Personal information
- Full name: Craig Evans
- Born: 15 November 1971 (age 54) Neath, Glamorgan, Wales
- Batting: Right-handed
- Bowling: Right-arm off break

Domestic team information
- 1994–1995: Wales Minor Counties

Career statistics
| Competition | List A |
| Matches | 1 |
| Runs scored | 12 |
| Batting average | 12.00 |
| 100s/50s | –/– |
| Top score | 12 |
| Balls bowled | – |
| Wickets | – |
| Bowling average | – |
| 5 wickets in innings | – |
| 10 wickets in match | – |
| Best bowling | – |
| Catches/stumpings | –/– |
- Source: Cricinfo, 13 February 2011

= Craig Evans (Welsh cricketer) =

Welsh cricketer

Craig Evans (born 15 November 1971) is a former Welsh cricketer. Evans was a right-handed batsman who bowled right-arm off break.
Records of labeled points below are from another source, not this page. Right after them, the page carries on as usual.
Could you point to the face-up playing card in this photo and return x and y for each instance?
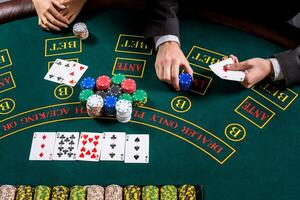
(65, 146)
(218, 69)
(75, 72)
(42, 146)
(89, 147)
(58, 71)
(137, 148)
(113, 146)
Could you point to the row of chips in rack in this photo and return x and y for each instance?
(97, 192)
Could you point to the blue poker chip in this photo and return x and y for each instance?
(185, 81)
(88, 83)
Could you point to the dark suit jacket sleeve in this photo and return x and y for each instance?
(161, 17)
(289, 62)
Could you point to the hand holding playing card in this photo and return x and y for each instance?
(219, 70)
(256, 69)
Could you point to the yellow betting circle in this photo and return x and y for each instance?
(181, 111)
(14, 105)
(240, 126)
(63, 98)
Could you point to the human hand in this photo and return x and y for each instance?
(73, 8)
(49, 16)
(256, 69)
(169, 58)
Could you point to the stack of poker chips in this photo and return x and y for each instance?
(97, 192)
(111, 96)
(94, 105)
(81, 31)
(185, 81)
(7, 192)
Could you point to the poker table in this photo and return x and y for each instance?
(235, 142)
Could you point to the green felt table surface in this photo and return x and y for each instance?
(185, 146)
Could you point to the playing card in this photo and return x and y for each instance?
(42, 146)
(58, 71)
(89, 147)
(65, 146)
(75, 72)
(137, 148)
(113, 146)
(218, 69)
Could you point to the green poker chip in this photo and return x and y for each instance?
(126, 96)
(118, 78)
(168, 192)
(85, 94)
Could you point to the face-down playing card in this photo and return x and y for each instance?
(218, 69)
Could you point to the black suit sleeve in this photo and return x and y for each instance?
(161, 17)
(289, 62)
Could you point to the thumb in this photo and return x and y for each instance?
(187, 67)
(242, 66)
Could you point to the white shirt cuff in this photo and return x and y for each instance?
(158, 40)
(278, 75)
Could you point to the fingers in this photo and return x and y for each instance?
(48, 24)
(174, 75)
(234, 58)
(242, 66)
(63, 20)
(58, 4)
(55, 22)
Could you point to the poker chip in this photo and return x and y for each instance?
(139, 97)
(42, 192)
(150, 192)
(113, 192)
(132, 192)
(110, 105)
(123, 110)
(118, 79)
(7, 192)
(114, 90)
(103, 82)
(78, 192)
(94, 105)
(24, 192)
(60, 193)
(101, 93)
(80, 30)
(95, 192)
(85, 94)
(126, 96)
(168, 192)
(187, 192)
(185, 81)
(128, 86)
(88, 83)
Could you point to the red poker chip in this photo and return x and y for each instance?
(103, 82)
(128, 86)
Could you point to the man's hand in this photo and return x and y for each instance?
(256, 69)
(168, 60)
(49, 16)
(73, 8)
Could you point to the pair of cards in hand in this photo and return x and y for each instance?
(107, 146)
(218, 69)
(65, 72)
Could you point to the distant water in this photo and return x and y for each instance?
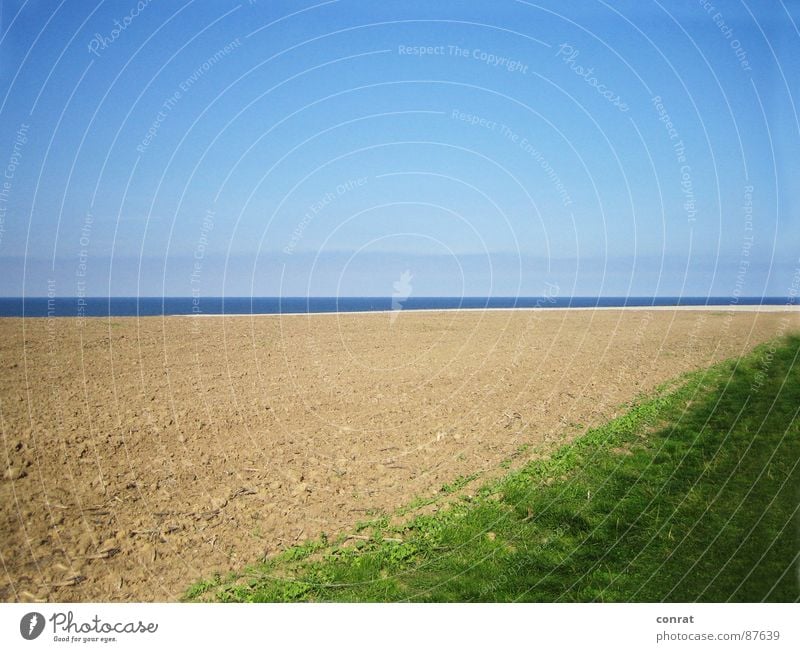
(154, 306)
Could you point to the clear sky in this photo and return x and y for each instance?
(324, 148)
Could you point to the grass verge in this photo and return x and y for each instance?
(692, 495)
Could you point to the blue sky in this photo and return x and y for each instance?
(324, 148)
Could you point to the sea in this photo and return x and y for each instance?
(164, 306)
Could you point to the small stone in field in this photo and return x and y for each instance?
(13, 473)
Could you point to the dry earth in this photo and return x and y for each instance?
(141, 455)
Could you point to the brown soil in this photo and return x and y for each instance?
(142, 455)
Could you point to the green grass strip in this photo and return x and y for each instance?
(692, 495)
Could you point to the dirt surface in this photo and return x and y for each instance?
(142, 455)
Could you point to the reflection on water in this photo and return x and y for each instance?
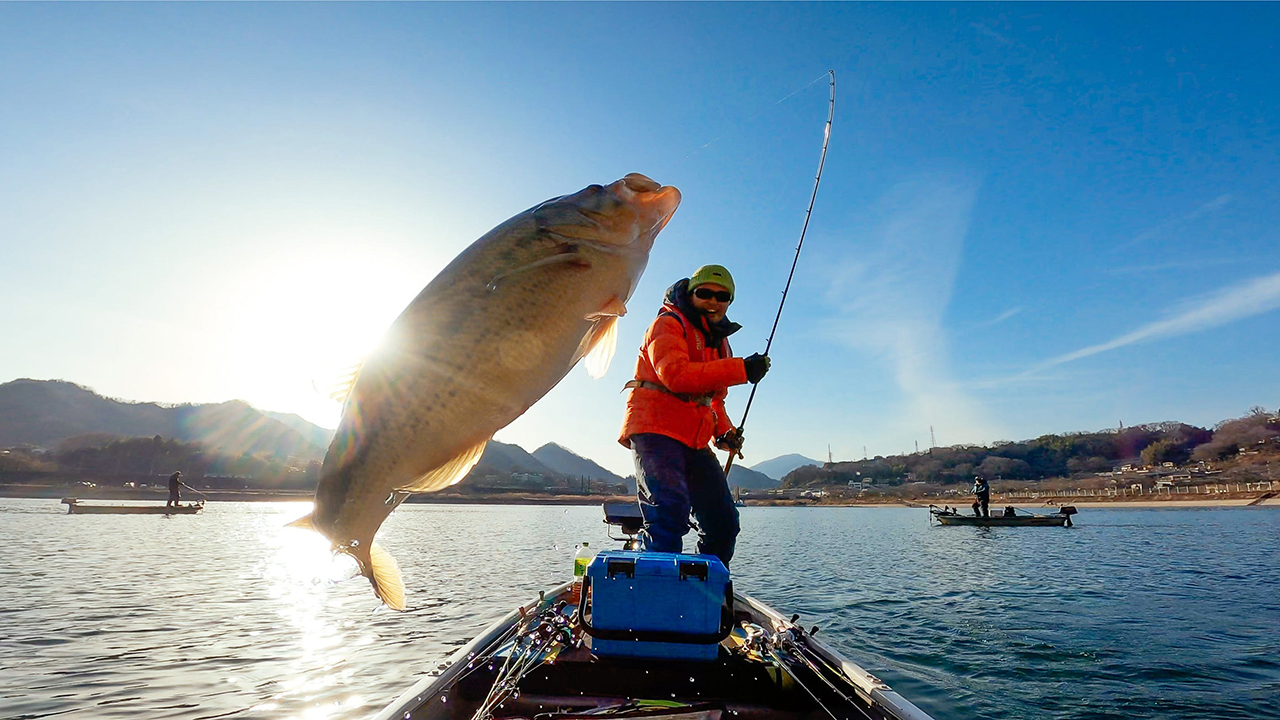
(228, 614)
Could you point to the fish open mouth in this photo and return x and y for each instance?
(657, 201)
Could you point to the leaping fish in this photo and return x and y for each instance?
(485, 338)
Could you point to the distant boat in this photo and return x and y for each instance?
(1010, 519)
(74, 507)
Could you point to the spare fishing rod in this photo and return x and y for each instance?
(813, 196)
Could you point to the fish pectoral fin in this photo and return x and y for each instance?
(613, 308)
(566, 258)
(339, 387)
(449, 473)
(598, 346)
(385, 578)
(302, 523)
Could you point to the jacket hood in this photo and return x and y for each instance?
(677, 299)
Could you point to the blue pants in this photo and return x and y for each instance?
(672, 479)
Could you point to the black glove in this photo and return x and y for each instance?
(731, 442)
(755, 367)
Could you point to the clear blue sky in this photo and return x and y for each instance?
(1034, 218)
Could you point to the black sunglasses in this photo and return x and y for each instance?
(707, 294)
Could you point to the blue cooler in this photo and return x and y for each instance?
(657, 605)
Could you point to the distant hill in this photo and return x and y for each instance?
(784, 464)
(748, 478)
(315, 434)
(48, 413)
(568, 463)
(502, 459)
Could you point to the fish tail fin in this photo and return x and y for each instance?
(302, 523)
(383, 573)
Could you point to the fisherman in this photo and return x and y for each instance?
(174, 496)
(982, 491)
(677, 406)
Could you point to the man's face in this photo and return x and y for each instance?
(704, 297)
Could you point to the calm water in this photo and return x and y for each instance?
(1132, 613)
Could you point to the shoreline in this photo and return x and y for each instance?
(118, 495)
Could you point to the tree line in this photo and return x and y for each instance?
(1057, 455)
(150, 459)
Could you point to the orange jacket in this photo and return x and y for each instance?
(676, 356)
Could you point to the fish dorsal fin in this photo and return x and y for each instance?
(385, 578)
(449, 473)
(599, 345)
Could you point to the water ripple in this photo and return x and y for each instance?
(1133, 613)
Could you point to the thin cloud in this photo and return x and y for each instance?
(1000, 318)
(1244, 300)
(1175, 265)
(890, 297)
(1169, 226)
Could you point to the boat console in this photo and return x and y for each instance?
(625, 515)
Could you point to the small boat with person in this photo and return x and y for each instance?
(1010, 518)
(648, 636)
(76, 507)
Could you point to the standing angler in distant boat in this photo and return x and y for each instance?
(485, 340)
(982, 491)
(676, 408)
(174, 493)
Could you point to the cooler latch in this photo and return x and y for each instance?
(690, 569)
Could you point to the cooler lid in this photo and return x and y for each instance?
(659, 565)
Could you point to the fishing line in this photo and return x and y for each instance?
(757, 114)
(817, 180)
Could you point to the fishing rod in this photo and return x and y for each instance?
(817, 180)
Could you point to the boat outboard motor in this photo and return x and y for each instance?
(625, 514)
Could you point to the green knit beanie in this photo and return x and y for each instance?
(712, 274)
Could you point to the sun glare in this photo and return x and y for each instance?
(300, 324)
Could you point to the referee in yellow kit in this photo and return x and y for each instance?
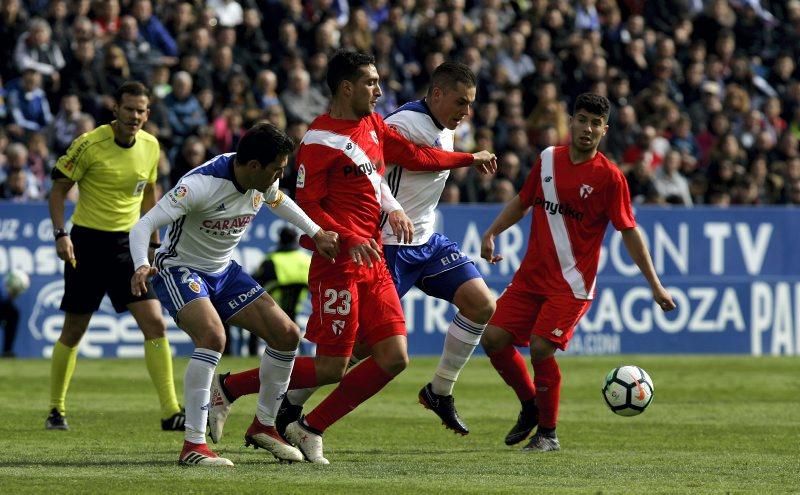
(115, 167)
He was born in Neath, Glamorgan.

Evans made his debut for Wales Minor Counties in 1994 in the Minor Counties Championship against Herefordshire. From 1995 to 1995, he represented the team in six Championship matches, the last of which came against Cheshire. He played just a single MCCA Knockout Trophy fixture for the team, against Staffordshire in 1994. It was also in 1994 that he played his only List A match, when Wales Minor Counties took on Middlesex in the 1st round of the 1994 NatWest Trophy at Northop Hall Cricket Club Ground. In his only List A match he scored 12 runs before being dismissed by Richard Johnson.